As Gunmor finally reached to the clearing of the forest, mumbling grumpily to himself, he was greeted with the familiar enemy known as "UV radiation." It took only a drop of sunlight, and he recoiled, hissing in pain, back into the cover of the forest. "AAAARGH! GRUND OF A BILK!" he cursed. He took a moment to gain his composure from the pain, and then put his fists to his now sugar-covered hips. "Well, that's just great! Just when I need to escape from that 'Pretzel Beast', the Groosh Darrnk sun has to be out! He folded his arms, and sat down in the air, thinking of a way to get around the sunlight. He put a finger to his chin and pondered. "Didn't I have a power that allowed me to get past this little problem?" he asked himself. He put his hands to his head, closed his eyes, and tried to massage the memory out. "I remember black. And puffiness. Lots and lots of puffiness." His concentration was severed when he heard Cinnamon Bun laughing his way to his location. Gunmor gasped, open his eyes, and turned to see the Candy Person just about half a football field away from him.

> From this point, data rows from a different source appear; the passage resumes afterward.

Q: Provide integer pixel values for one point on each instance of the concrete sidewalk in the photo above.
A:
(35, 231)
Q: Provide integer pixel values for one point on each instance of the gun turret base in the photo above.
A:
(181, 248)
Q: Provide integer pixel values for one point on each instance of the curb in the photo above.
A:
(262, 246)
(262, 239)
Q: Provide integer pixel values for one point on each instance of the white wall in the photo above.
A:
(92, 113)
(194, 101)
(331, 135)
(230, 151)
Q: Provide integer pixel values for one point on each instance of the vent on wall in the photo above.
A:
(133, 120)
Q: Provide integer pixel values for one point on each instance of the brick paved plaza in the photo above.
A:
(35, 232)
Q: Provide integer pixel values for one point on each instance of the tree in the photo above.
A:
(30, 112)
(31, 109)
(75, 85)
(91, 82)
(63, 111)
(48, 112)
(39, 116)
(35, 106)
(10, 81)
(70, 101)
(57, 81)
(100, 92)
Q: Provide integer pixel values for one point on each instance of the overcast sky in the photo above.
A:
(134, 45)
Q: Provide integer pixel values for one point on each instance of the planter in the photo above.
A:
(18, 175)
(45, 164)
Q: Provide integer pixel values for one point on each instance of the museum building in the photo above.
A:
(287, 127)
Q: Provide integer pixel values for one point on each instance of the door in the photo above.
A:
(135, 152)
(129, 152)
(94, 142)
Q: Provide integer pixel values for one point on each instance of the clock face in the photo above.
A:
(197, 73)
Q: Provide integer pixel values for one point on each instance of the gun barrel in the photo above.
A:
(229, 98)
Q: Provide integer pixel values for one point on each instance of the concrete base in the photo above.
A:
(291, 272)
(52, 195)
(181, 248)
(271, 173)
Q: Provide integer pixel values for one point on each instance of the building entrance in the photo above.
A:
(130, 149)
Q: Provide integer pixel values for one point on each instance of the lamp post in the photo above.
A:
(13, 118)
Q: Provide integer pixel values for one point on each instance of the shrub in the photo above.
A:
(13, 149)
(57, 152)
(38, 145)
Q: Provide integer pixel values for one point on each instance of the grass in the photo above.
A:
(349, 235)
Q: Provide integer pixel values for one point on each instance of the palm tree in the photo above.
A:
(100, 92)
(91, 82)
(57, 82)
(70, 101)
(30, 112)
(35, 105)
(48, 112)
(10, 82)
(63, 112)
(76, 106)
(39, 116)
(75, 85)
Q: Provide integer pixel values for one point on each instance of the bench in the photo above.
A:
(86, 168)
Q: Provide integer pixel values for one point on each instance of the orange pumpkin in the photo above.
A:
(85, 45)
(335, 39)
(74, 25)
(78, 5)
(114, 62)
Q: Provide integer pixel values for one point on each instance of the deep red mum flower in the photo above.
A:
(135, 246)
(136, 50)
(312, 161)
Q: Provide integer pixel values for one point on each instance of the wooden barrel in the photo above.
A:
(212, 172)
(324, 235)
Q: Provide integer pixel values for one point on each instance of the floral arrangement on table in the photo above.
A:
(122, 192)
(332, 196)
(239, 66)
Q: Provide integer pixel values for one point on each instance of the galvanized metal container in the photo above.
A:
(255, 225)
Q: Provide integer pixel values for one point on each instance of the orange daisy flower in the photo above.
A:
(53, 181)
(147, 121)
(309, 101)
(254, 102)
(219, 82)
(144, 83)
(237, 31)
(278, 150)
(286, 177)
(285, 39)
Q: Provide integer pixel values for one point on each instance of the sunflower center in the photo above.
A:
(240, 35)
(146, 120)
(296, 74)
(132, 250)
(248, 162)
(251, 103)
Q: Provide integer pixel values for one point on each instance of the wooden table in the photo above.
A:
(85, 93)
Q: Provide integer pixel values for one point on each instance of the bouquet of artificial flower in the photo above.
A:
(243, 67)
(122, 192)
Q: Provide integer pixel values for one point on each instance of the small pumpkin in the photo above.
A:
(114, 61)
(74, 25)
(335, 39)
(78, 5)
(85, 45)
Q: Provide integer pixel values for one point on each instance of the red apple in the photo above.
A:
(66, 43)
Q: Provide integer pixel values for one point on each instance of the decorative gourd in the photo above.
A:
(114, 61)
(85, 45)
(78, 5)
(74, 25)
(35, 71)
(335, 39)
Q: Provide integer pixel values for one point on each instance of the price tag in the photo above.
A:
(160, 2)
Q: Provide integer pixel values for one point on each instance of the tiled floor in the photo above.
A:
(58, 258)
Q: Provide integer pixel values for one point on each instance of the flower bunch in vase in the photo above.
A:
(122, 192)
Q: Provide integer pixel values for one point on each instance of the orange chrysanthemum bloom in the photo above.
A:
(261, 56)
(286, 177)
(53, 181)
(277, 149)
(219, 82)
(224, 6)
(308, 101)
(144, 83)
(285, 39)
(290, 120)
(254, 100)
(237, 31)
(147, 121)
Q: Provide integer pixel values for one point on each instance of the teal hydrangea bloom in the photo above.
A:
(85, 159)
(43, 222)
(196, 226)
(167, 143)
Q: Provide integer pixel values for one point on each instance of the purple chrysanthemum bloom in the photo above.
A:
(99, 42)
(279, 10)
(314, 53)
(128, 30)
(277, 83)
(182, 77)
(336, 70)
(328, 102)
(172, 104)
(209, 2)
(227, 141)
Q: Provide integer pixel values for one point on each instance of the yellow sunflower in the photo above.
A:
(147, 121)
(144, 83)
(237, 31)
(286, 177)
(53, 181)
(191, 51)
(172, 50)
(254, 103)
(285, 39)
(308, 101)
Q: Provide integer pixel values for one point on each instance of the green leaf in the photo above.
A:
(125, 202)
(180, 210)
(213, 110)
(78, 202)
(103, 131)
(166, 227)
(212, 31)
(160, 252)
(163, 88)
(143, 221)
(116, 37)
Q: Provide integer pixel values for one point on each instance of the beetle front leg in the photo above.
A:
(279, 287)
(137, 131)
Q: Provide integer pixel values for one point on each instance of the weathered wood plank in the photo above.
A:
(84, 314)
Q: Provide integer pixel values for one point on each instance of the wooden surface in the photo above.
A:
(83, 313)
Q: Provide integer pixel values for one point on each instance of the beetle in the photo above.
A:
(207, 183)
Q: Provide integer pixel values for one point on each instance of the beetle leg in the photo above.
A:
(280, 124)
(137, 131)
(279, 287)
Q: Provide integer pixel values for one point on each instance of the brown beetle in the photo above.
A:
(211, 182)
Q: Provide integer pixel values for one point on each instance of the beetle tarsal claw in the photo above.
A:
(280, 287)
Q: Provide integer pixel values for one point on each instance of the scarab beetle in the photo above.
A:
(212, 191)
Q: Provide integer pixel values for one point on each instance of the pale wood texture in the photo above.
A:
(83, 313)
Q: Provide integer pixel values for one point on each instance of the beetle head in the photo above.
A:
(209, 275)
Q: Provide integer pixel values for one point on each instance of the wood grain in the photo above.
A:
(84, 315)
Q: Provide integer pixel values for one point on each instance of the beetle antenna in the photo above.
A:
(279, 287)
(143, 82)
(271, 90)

"Hahahahahaha! Wait! Take me with you!" Cinnamon Bun shouted.

"Oh Grund! Oh Grund! Oh Grund! Oh Grund!" Gunmor exclaimed. He went back to his memory-finding posture, and thought even harder than before. "Think! Think! Think! What was that power?" He stood there for a moment, Cinnamon Bun only a few feet away from him. After a long time thinking, he finally remembered. "Oh, yeah!" he said. "My 'Cloud of Shroud!'" He raised an index finger above his head, and focused his energy into forming a black cloud. "There we go!" he said in triumph, and, as soon as he made it, he flew away into the sunny sky, leaving Cinnamon Bun behind.

"Ah! Dang it! He's too fast!" Cinnamon Bun said in a frustrated tone. He sat on the ground, feeling defeated. He then noticed some stuff on the ground leading out of the forest. It was bits and pieces of his sugary epidermis that fell off of the clothes he made for Gunmor. He perked up at the sight of them. "Oh boy! Now I can find my best friend!" He got up and followed the path, licking up his sugary bits as he went.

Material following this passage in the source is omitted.